We use expensive robot data only for the most challenging section of the task, and rely on non-robot data wherever possible. The result is a policy that is robust and generalizable, yet very precise.
All videos are sped up.Using natural-language prompts, the robot solves a very long-horizon sequence of challenging high-precision tasks in a changing and cluttered scene — using robot data only where necessary to achieve the required precision. For the rest of the motion, we rely on simple motion planning including collision avoidance.
We never collected any data in this specific scene!
Abstract
Learned policies trained end-to-end on large datasets often remain brittle in high-precision tasks and struggle with generalization. We find that these limitations largely stem from a lack of structure and focus in data collection. Our key insight is to leverage dense data collection only for the critical, contact-rich segment of a task and to rely on traditional planning during simple free-space motion.
We propose an automated data-collection scheme combined with offline deep reinforcement learning for the critical segment — eliminating reliance on a teleoperator's skill and on online policy updates. Across four challenging real-world tasks, using only 2–2.5 h of autonomous data collection, we achieve an average success rate of 96%, compared to the strongest baseline at 55%. Notably, performance remains high in out-of-distribution scenarios where end-to-end approaches struggle.
Robustness & Generalization
Robot data and learning are only used where absolutely required to achieve the necessary precision for our tasks. This approach allows the policy to achieve the required precision while generalizing to entirely novel scenes — settings where end-to-end policies typically fail.
Our method generalizes across dimensions: scene-level distractors (objects and backgrounds), target object location, pick-up object location, collision avoidance, dynamic grasping from a human hand, and sequential task compositions.
Method
Rollouts · Our Method
The key is to leverage dense data collection at the difficult segment, so that the policy never goes out-of-distribution for that part of the task. Success rates below are measured over 50 trials per task.
In the paper, we show that learning with offline DRL from densely collected data is required to achieve high success rates!
(Almost) Autonomous Data Collection
We show that dense data collection through explorative offline DRL is required to achieve high success rates for our tasks. Operator intervention is only required for resetting the scene in some tasks.
All the policies above are deployed using data collected from the setups shown below!
The scene is calibrated using a single human demonstration from kinesthetic teaching. Operator intervention during data collection is only required for resetting the scene for some tasks.
Baselines
The same high-precision and out-of-distribution tasks cause strong end-to-end baselines to fail — they lack precision at the contact segment and break down under distractors.
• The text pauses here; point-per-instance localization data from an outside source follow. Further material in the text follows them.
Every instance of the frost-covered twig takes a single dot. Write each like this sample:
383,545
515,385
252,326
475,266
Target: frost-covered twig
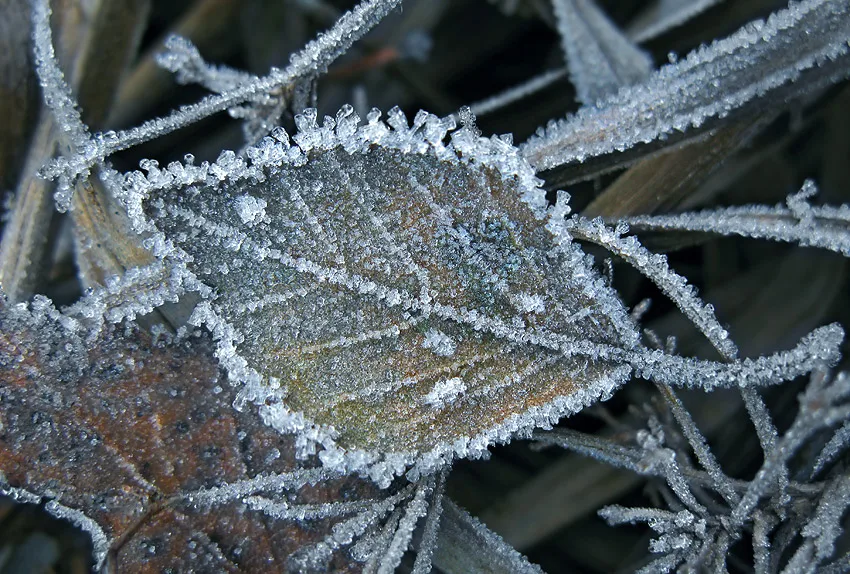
599,57
314,58
759,60
466,545
655,268
823,227
664,15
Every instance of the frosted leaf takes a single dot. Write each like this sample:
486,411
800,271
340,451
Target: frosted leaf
663,15
600,58
439,342
794,52
445,392
134,439
799,222
416,509
390,261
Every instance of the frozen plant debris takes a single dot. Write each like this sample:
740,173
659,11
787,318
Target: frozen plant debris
277,356
404,301
713,82
600,58
392,273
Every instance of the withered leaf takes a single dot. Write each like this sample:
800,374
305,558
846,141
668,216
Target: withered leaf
394,299
124,434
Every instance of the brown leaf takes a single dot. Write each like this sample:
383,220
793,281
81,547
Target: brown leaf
125,428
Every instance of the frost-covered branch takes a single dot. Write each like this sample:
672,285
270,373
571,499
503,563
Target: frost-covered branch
810,226
762,60
599,57
316,56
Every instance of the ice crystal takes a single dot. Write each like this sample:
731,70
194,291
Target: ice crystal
691,533
798,222
337,297
394,295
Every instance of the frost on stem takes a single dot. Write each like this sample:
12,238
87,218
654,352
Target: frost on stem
825,227
701,536
599,57
399,295
794,52
313,59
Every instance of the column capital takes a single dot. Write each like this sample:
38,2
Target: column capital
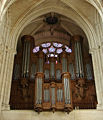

Further, our method naturally provides a success classification through Q-function evaluation.
It is not clear whether simple scaling of end-to-end data collection is practical or solves the performance gap!
For instance, end-to-end policies fail to correctly detect target objects and instead grasp a similar-looking object (bottom right). End-to-end policies need much training data to avoid such failure cases, whereas other models trained without any robot data — such as SAM3 for object detection — are far more robust by default.